Earlier in the month, 11 students (8 MA and 3 PhDs) and 4 members of staff visited Ypres in an exciting and valuable trip. Students were exposed to different museum interpretations of the First World War, visiting four separate museums, including the In Flanders Fields Museum Ieper.

Dominiek Dendooven, the Deputy Curator, gave an introductory session, which helped annotate the students as to the approaches and underpinning principles of the institution. This was followed by a visit to the Passchendaele Memorial Museum at Zonnebeke, where Projects Co-Ordinator Debbie Manhaeve gave an overview of the museum’s activities and mission, as well as providing an excellent insight into its archives. Finally, the last two institutions were private concerns, being the Hooge Crater Museum and the Hill 62/Sanctuary Wood Museum. These were deliberately chosen, as the Hooge Crater Museum reflects what dedicated local historians can achieve and the Sanctuary Wood Museum is run almost solely for profit and very little has changed from when it first took visitors in the early 1920s.

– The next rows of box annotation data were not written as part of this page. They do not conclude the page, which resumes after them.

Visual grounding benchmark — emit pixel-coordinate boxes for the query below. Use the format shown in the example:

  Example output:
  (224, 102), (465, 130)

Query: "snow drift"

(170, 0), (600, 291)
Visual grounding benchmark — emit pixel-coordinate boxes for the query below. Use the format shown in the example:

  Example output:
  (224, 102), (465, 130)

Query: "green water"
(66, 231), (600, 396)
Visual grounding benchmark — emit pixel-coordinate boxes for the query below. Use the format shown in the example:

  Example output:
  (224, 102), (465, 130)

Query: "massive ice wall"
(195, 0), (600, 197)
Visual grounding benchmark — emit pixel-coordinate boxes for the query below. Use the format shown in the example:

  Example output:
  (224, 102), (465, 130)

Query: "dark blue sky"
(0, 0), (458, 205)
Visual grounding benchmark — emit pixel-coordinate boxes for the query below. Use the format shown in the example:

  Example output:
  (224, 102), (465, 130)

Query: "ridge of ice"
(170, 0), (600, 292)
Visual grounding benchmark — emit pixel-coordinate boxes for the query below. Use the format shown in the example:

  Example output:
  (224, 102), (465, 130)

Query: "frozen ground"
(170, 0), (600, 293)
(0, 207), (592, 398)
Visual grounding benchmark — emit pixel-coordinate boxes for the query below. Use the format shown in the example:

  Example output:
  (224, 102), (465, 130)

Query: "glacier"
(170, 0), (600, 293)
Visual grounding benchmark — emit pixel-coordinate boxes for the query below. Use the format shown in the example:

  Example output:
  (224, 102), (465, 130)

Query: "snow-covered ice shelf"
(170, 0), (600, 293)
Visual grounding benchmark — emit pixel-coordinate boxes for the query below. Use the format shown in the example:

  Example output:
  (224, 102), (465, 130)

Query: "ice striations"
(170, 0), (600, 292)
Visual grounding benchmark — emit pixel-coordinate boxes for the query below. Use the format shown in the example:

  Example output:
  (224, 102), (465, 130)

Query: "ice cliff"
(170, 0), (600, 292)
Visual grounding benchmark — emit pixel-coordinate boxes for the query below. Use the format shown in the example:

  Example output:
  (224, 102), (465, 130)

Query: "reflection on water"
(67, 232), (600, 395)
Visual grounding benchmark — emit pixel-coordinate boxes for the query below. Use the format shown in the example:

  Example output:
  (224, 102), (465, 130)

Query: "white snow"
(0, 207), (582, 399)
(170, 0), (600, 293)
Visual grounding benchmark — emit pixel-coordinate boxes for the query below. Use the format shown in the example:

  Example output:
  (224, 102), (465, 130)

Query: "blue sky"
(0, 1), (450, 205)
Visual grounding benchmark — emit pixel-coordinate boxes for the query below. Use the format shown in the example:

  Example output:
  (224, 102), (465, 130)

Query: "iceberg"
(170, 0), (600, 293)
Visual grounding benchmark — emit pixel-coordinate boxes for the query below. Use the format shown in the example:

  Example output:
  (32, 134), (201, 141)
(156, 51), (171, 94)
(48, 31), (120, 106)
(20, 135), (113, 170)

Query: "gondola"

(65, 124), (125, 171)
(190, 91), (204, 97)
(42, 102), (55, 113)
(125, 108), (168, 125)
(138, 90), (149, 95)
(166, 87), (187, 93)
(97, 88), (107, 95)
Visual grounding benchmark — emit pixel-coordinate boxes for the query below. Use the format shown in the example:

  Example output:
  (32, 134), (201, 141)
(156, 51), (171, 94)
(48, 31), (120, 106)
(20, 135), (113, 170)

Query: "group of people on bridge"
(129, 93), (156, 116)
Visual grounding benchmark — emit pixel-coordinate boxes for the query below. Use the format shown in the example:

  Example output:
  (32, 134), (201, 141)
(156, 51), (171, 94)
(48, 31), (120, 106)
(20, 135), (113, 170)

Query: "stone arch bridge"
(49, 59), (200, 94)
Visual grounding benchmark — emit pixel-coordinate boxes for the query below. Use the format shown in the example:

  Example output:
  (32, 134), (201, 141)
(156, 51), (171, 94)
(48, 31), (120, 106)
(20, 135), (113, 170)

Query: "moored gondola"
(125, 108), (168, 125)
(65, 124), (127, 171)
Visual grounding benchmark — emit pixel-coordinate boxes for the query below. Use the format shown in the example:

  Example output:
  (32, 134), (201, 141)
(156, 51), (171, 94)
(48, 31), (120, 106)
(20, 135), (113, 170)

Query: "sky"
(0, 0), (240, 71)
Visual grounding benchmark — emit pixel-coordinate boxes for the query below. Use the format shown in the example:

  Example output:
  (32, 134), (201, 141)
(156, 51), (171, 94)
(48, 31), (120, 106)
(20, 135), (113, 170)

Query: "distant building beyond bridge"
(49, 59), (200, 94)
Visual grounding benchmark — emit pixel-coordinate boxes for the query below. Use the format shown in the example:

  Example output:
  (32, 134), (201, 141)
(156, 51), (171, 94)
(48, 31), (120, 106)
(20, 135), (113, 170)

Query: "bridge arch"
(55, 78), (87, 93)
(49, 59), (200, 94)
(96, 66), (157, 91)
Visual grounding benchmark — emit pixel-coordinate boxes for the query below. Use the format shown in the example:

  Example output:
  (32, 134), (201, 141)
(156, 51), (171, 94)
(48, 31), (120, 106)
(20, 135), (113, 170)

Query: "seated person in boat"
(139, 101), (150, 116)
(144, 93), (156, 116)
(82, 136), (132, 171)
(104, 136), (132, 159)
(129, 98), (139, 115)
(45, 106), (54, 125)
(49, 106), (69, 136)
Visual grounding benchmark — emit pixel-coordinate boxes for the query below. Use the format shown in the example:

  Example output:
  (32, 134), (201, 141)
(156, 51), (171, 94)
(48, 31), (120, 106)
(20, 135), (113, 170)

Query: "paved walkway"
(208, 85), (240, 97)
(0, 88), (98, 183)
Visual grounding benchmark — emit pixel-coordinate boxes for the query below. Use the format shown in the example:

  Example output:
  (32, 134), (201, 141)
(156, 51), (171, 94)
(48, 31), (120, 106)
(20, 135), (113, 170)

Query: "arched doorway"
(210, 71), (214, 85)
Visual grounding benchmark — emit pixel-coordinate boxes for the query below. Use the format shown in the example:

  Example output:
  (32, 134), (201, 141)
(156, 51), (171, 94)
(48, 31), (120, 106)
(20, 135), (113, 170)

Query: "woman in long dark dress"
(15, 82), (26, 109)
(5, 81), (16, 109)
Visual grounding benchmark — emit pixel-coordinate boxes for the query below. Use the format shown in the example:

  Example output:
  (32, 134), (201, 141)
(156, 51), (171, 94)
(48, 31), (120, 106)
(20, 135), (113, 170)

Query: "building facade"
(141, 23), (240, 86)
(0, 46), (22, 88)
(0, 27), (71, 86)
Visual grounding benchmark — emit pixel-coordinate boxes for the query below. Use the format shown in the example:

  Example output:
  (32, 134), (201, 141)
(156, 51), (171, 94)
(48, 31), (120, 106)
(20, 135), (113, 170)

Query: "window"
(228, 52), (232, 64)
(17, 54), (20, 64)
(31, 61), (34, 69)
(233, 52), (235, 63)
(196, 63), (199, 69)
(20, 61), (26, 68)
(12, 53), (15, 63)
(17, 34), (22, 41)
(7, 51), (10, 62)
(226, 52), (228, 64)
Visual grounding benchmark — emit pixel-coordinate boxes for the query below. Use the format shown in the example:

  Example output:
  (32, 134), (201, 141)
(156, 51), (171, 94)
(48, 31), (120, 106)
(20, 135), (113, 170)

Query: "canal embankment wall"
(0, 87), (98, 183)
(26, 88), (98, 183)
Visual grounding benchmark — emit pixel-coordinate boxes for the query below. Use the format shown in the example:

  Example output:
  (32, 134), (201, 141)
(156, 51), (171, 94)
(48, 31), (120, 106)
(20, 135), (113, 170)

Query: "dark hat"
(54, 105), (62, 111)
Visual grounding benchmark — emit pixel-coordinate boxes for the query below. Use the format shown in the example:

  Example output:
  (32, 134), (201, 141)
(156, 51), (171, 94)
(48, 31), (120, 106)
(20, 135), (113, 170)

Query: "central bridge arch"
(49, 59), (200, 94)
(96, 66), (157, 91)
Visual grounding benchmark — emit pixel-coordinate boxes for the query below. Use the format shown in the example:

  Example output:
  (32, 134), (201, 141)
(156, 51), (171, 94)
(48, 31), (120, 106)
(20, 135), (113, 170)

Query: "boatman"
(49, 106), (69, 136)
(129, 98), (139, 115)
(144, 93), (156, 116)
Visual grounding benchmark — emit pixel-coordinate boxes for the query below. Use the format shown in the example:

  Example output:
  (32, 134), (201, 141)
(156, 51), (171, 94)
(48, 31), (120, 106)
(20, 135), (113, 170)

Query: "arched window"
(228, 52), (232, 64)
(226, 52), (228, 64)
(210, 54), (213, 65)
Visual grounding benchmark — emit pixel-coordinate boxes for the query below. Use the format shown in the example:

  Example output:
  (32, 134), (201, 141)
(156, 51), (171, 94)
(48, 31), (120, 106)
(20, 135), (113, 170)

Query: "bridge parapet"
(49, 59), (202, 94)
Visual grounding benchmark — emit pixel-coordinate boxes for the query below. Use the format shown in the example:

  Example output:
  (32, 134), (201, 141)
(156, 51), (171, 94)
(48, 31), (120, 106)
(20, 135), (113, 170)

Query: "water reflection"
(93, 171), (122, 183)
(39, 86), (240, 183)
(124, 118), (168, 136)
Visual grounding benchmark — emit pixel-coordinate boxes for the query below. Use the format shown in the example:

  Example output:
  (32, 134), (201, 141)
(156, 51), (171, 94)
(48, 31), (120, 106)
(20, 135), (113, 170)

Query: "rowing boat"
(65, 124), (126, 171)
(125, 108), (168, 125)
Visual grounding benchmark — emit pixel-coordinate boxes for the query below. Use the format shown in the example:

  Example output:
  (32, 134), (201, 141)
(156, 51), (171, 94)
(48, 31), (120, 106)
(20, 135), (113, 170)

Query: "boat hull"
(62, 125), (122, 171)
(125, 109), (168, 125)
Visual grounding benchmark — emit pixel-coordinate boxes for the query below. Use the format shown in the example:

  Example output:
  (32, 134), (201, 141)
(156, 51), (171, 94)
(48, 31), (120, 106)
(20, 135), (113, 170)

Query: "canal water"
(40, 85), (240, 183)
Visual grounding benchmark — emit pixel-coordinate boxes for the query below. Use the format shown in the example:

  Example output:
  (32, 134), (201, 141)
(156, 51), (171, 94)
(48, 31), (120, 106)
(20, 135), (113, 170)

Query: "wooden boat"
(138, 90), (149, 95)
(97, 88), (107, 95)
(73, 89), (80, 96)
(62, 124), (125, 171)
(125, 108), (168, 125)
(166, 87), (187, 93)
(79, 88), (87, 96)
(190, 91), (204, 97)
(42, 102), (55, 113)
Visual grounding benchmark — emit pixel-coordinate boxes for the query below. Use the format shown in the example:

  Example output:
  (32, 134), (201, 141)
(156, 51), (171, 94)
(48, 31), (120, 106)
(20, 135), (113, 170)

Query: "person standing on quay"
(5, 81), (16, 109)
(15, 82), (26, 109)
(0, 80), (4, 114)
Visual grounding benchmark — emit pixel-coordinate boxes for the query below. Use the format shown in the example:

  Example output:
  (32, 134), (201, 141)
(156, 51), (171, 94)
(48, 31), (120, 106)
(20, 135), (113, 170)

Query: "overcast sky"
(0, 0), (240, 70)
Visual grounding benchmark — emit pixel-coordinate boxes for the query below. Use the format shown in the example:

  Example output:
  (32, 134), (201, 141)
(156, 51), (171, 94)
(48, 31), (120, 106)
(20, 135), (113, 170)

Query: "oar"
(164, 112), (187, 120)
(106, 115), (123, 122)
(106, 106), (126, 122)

Professor Sophie de Schaepdrijver

The aim of the trip was to expose students to different commemorative cultures, achieved through exploring a range of different memorial sites. Cemeteries and memorials of the Commonwealth War Graves Commission were explored and subsequently contrasted against the French, Belgian and German counterparts. Professor Sophie de Schaepdrijver, formerly a Leverhulme Visiting Professor in the School, was particularly helpful, as she interpreted the German cemetery at Langemark absolutely brilliantly, proving the students with fascinating insights.

Some students were asked to prepare short introductory talks at certain spots, with Nick Perry, Amy Harrison, Natasha Silk, Julian Daggett, Matt Pearce and Brad Robb providing intriguing and informative accounts, including the stories of relatives from the war, and their graves and sites of commemoration.

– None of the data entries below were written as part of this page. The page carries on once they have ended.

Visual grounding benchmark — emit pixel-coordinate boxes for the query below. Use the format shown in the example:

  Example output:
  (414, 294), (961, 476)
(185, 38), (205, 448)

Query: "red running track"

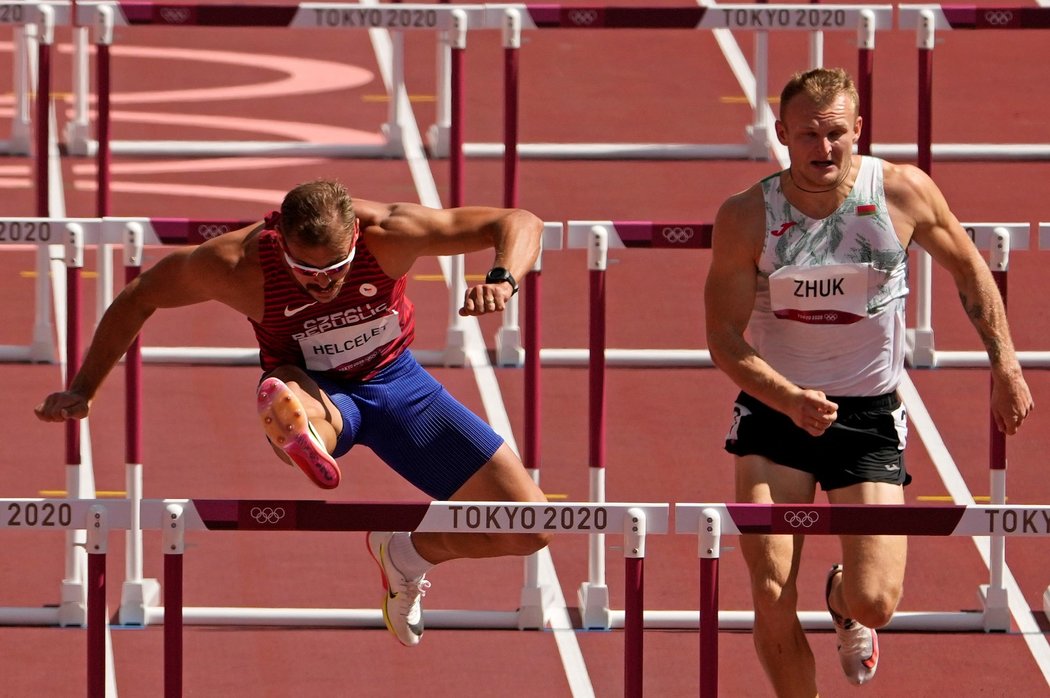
(0, 3), (1050, 697)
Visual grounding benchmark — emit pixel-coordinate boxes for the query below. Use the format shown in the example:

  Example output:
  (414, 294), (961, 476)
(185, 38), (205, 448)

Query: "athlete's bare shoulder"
(714, 184), (765, 249)
(883, 157), (954, 247)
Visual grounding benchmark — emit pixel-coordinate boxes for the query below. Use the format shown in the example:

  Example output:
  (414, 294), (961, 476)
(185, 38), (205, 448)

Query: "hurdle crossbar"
(142, 499), (669, 698)
(674, 504), (1050, 698)
(428, 4), (893, 160)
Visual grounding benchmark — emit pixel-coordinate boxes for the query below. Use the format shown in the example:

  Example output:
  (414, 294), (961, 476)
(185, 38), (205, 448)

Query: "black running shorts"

Matt Pearce as a student guide

Finally, students were trained to act as guides, as part of our AHRC-funded centre, Gateways to the First World War, which is leading a project that provides student guides for the Anglican Church of St George’s. Students took visitors on the trail of the original generation of pilgrim-tourists in the 1920s. This was led by Amy Harrison and Natasha Silk.

This was a great trip, thanks to the Faculty and school funds gained, which were invaluable.